One of my favorite things to do as a meteorologist is to visit schools and talk about how the weather works. Growing up, I was always one of those nerdy, science-loving kids, and I’m so thankful that I have a job that lets me geek out every day.

Skyline SchoolWhen I visit schools, the students and I talk about everything from weather safety to how meteorologists predict tomorrow’s weather. I explain that in order to figure out what is going to happen tomorrow, meteorologists need to find out what happened in the recent past as well as what is happening right now. We do so by using various tools and instruments like thermometers, barometers, anemometers, etc. But my favorite tools by far are satellite and radar.

As a kid, whenever thunderstorms developed in my town, I’d park myself in front of the television set and watch the radar loop. Back then, there was no widespread internet (it was still 5 to 10 years away from becoming a household utility), so the only way my family and I got weather information was from the weather radio and the TV. One particular channel had the local radar loop every 10 minutes… I’m sure you know which one I’m talking about… They also had interesting “smooth jazz” music that I would hear so often I would hum along to it, prompting my mother to say “Christina, you have a problem…”

Radar imagery of a squall line moving through southern Alabama. (Source: NWS Mobile)

Radar imagery of a squall line moving through southern Alabama. (Source: NWS Mobile)

Needless to say, radar has been my favorite weather tool for a long, long time. I always enjoyed watching pop up storms bubble up and figuring out where they were going to go before they fizzled out.

During severe weather, I was glued to my seat, watching and tracking squall lines as they moved into my viewing area and calculating their approximate arrival to my house based on their current motion. I was stoked to take the radar class in college because I loved learning about how radars worked and discovering what tornadoes and straight-line winds looked like on the radar imagery.

NWS Radar in Hytop, Alabama (Photo: Christina Edwards)

NWS Radar in Hytop, Alabama (Photo: Christina Edwards)

But it was in college when I developed my greater appreciation for satellite imagery. When you watch a weather report on television, a meteorologist may only have a few seconds to point out a feature on a satellite image.

However, if you really take the time to study the various satellite imagery that is available (visible, infrared, and water vapor, among others), you can pin point features that a radar cannot show you.

For example, a radar is only able to detect hydrometeors (a fancy word for water particles, like raindrops, snowflakes, hailstones, etc) if they are falling within the radar’s beam, and if they are of a particular size that the radar can detect.

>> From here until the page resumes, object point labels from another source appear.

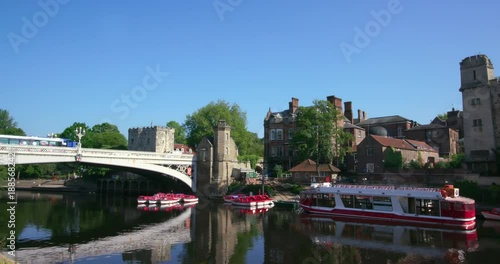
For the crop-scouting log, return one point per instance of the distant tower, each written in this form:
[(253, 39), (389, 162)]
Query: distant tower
[(481, 113), (222, 143)]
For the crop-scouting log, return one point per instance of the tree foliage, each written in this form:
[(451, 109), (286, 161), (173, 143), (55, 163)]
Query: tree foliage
[(316, 135), (180, 132), (202, 122), (393, 158), (8, 126), (105, 136)]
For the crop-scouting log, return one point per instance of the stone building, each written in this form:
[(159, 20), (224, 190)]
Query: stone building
[(481, 113), (442, 138), (279, 127), (154, 139), (217, 158), (372, 152)]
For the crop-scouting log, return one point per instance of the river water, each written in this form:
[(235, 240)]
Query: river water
[(93, 228)]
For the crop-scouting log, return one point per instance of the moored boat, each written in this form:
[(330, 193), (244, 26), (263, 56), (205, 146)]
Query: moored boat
[(494, 214), (188, 198), (404, 205), (253, 201), (230, 198)]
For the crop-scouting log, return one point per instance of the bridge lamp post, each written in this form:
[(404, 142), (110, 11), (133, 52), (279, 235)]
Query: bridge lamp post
[(79, 133)]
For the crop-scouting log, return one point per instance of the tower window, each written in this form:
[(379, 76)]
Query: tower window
[(475, 101), (477, 122)]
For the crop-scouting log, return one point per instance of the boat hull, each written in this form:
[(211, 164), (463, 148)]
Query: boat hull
[(385, 217), (254, 204), (490, 216)]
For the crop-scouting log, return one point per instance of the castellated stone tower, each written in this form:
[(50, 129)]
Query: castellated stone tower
[(481, 105), (226, 152), (154, 139)]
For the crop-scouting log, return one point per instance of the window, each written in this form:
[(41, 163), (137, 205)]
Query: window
[(279, 134), (279, 152), (273, 151), (370, 167), (477, 123)]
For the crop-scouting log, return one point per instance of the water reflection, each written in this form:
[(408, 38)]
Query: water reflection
[(425, 242), (93, 229)]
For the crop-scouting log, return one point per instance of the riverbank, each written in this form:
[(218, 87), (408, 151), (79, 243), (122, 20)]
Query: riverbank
[(44, 185), (6, 260)]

Radar beams propagate outward in a linear fashion, and the beams become wider the further out they travel. In contrast, the surface of the Earth curves, and there becomes a point at which it curves away from the radar beam (see image, below).

Radar beam explanation (Source: NWS Norman, OK)

Radar beam explanation (Source: NWS Norman, OK)

As a result, if a radar is too far away from a particular thunderstorm, then the radar won’t pick up its precipitation. Similarly, if a thunderstorm is too close to the radar, it will be above the radar’s beam, and “radar silence” is also the result.

During the summer, thunderstorms often build and produce dangerous lightning well before they produce their first raindrops, and the water drops within the cloud are often too small for the radar to detect. Satellite imagery became very, very useful in these situations, because it would show the building cloud tops which would let me know that a thunderstorm was brewing, well before the first rumble of thunder and the first plops of rain. This information came in handy when I was a lifeguard: Often times, I noticed cumulonimbus clouds building in the distance and faint rumbles of thunder, yet the radar checked out “clear”.

(Visible satellite imagery depicting supercell thunderstorms that produced numerous tornadoes in Mississippi, Alabama, Tennessee, and Georgia on April 27, 2011. Source: CIMSS)

(Visible satellite imagery depicting supercell thunderstorms that produced numerous tornadoes in Mississippi, Alabama, Tennessee, and Georgia on April 27, 2011. Source: CIMSS)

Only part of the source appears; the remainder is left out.